Virtual Reality Immersion

The progression of virtual reality hardware has been quite impressive just in the past couple years. With Oculous Rift being the first the really make the push forward with a product that was promising, many others started to jump on the band wagon – from Google to Microsoft to Sony. Probably the furthest along in both the hardware and software front is Magic Leap. With Magic Leap, they’re marrying the two worlds (base reality and virtual reality) into one optic. These progressions have been primarily focused on the visual aspect of virtual reality however there are big strides being made in deeper full body immersion. The two best examples of this are PrioVR and Virtuix. PrioVR allows you to strap in with different sensors on your body in order to interact with the game. As their demo shows, your TV sits as sort of the main stage with you having the ability to hide behind trees to peek out into the main stage. With Virtuix, you actually stand inside of a component that allows you to run around, “physically” interacting with the game versus on a controller. This, paired with the headset immersion, provides a good glimpse into the kind of full body immersion needed in order to satisfy the potential to “work” in a different reality.

This is really just a theory of one potential outcome for virtual reality. As I said before, I believe that if we get to this point that there will really only be a couple companies that end up creating different realities that are so good that they naturally attract people to log into them. Much like people love New York or Los Angeles because of it’s appeal and their personal taste, I think people will have the same affinity with worlds that share their taste for reality.

To me, I think the really unique concept behind different worlds is that the “makers” of these worlds get to choose the boundaries of the environment (or lack of). Meaning, if we want to change the laws of physics to to allow for things like time warp drives or magic or floating houses, we can. This is especially interesting because it opens up an entirely new way of looking at crafting things. For example, if you look at games like Minecraft, there’s a lot of potential to build economies within the game. The game has it’s own set of rules for crafting different items that require more or less materials, more or less time, and are more or less valuable.

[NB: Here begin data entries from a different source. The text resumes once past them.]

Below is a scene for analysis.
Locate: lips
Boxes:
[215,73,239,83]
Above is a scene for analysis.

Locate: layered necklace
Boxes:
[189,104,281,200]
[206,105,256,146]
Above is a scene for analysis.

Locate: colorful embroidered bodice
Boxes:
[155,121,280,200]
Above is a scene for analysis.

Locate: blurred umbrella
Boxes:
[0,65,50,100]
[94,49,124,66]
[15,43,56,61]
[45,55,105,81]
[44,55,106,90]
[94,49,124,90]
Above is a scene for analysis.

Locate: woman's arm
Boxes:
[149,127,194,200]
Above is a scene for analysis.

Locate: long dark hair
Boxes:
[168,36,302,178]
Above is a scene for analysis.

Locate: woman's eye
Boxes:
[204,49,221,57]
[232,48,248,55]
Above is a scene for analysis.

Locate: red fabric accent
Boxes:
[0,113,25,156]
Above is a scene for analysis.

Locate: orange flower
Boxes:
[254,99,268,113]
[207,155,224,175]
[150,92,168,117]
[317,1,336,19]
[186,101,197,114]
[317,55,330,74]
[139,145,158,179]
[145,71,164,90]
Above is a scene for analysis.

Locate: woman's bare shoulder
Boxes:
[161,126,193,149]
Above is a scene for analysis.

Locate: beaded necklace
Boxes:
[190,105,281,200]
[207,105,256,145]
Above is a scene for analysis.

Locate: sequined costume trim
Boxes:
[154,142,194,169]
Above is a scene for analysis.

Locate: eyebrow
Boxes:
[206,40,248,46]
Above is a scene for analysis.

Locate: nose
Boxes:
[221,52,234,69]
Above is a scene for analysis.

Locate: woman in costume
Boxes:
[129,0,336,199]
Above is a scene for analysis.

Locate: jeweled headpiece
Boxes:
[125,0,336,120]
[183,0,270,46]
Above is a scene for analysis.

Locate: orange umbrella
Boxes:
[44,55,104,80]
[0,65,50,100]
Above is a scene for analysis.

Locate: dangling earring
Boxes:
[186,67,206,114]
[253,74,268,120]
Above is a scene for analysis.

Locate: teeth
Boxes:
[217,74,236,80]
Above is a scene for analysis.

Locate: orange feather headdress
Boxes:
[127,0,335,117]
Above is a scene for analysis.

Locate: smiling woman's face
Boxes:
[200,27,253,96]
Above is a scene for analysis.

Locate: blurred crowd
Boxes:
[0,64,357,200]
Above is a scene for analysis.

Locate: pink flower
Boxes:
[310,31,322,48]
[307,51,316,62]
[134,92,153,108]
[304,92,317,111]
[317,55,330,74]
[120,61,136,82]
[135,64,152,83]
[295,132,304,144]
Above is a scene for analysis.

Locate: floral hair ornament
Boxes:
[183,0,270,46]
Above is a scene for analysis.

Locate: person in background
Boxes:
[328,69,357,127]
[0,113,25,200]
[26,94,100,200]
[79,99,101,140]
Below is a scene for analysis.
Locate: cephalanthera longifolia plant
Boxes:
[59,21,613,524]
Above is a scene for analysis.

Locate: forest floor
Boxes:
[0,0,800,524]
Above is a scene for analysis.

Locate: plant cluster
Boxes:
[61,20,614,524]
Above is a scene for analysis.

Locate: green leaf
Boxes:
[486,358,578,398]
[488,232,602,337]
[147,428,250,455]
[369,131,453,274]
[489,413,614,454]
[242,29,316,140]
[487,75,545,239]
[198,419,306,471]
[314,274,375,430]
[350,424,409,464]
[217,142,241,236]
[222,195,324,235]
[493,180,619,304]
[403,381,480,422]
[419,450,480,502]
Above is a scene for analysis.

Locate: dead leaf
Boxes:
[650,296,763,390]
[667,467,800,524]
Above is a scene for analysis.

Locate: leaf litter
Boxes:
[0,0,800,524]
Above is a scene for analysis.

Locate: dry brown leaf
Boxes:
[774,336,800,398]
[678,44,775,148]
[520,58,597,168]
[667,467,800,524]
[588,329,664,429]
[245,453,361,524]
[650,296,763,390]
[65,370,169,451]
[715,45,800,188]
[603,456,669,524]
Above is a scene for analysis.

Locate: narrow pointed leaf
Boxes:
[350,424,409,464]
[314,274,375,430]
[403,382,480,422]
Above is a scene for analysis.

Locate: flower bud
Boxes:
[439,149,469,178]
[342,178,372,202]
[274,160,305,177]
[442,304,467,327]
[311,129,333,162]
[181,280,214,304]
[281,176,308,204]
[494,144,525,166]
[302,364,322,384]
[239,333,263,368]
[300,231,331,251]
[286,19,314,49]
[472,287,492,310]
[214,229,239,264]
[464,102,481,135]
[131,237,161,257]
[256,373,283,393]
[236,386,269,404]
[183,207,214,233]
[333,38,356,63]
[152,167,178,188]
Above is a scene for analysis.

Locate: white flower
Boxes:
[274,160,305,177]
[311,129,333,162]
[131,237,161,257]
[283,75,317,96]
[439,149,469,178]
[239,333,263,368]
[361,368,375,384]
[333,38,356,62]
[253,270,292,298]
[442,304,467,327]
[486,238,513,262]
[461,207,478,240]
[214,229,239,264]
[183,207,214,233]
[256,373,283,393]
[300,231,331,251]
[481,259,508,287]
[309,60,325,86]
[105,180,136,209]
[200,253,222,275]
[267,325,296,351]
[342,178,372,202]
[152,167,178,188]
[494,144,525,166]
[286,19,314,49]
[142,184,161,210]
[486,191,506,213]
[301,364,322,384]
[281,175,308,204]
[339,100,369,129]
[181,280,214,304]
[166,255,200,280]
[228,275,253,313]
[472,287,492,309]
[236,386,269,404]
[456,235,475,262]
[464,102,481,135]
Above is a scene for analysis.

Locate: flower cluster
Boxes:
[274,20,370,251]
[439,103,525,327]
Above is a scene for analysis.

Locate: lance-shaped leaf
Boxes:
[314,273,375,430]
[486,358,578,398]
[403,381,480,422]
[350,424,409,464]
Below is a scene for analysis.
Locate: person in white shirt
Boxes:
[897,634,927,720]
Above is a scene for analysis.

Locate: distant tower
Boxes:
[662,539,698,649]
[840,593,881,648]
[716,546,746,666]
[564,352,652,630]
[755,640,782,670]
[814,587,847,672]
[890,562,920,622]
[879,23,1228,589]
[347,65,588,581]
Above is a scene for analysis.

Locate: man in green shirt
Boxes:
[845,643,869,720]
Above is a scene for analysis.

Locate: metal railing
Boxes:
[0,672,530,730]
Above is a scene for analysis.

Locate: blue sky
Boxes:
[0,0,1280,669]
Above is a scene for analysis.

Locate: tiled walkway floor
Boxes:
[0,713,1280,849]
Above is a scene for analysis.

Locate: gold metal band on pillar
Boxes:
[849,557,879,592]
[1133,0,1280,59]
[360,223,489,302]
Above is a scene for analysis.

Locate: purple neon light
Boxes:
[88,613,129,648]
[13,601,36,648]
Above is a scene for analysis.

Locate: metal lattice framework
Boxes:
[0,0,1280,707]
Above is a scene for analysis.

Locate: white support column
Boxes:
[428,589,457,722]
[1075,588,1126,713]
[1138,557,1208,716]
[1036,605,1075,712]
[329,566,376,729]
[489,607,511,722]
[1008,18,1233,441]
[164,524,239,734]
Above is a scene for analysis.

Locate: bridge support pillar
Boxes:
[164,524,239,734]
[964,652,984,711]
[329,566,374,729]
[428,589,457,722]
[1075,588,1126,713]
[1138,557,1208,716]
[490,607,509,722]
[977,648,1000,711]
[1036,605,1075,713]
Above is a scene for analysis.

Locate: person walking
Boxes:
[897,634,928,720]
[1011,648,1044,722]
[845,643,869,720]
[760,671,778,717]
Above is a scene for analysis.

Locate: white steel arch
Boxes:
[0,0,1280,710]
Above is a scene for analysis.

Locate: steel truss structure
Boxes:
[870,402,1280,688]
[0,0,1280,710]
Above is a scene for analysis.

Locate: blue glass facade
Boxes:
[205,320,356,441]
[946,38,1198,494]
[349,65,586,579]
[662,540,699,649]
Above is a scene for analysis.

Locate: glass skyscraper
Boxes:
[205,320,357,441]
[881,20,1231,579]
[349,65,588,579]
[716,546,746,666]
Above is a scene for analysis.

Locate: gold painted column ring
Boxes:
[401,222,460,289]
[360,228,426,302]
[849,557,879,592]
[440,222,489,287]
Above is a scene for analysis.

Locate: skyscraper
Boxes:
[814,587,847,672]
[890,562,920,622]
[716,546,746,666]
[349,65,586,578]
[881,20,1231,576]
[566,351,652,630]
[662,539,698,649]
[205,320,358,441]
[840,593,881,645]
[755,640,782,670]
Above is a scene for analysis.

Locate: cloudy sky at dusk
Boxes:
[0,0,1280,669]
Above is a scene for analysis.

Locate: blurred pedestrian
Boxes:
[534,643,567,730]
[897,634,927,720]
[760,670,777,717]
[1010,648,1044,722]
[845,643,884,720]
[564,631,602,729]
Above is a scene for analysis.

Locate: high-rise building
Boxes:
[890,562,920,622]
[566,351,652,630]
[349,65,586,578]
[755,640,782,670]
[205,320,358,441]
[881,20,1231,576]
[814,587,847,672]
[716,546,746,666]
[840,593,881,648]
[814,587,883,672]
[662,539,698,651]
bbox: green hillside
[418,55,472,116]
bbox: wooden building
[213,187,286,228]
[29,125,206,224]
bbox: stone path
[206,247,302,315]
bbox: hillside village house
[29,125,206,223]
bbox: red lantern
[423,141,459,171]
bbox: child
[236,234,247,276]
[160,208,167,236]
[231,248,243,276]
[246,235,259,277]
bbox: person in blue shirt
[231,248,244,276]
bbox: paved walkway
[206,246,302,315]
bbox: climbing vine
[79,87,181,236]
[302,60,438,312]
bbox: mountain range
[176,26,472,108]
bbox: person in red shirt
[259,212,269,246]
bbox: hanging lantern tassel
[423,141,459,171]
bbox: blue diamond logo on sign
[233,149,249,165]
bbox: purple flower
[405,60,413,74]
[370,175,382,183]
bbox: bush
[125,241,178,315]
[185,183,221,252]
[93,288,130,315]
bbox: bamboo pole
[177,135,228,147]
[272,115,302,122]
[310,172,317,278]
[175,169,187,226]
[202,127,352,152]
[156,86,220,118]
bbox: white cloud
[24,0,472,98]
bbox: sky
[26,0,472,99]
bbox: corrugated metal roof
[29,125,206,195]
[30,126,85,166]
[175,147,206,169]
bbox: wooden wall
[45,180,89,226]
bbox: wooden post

At the end of the day, what I’ve basically been talking about this entire time is really the vision the Wachowski siblings had in their movie “The Matrix” – minus the crazy evil killing machines. Call it crazy or call it far out there. But I actually really start to question it – how far off are we? I don’t envision a world where we’d plug devices into the back of our heads to immerse ourselves. However, I think the concept is definitely interesting and maybe they aren’t that far off from what we’ll be able to experience in the next 30-50 years. With the rate of innovation in virtual reality hardware and software, computing, and video game graphics, is it really that farfetched to think that something like “The Matrix” could happen?

Whose to say we’re not actually in on of many realities? Elon Musk said it best.

Virtual reality is quite transformative. You really feel like you’re there, and then when you come out of it, it feels like reality isn’t real. I think we’ll see less physical movement in the future, as a result of virtual reality stuff, and as the technology improves it becomes, beyond a certain resolution, indistinguishable from reality. There are likely to be millions, maybe billions, of such simulations, so then, what are the odds that we’re actually in base reality? Isn’t it one in billions?

If there’s anything that physics can teach us about reality it’s that if you want to experience it different than your peers, all you need to do is just change your perspective.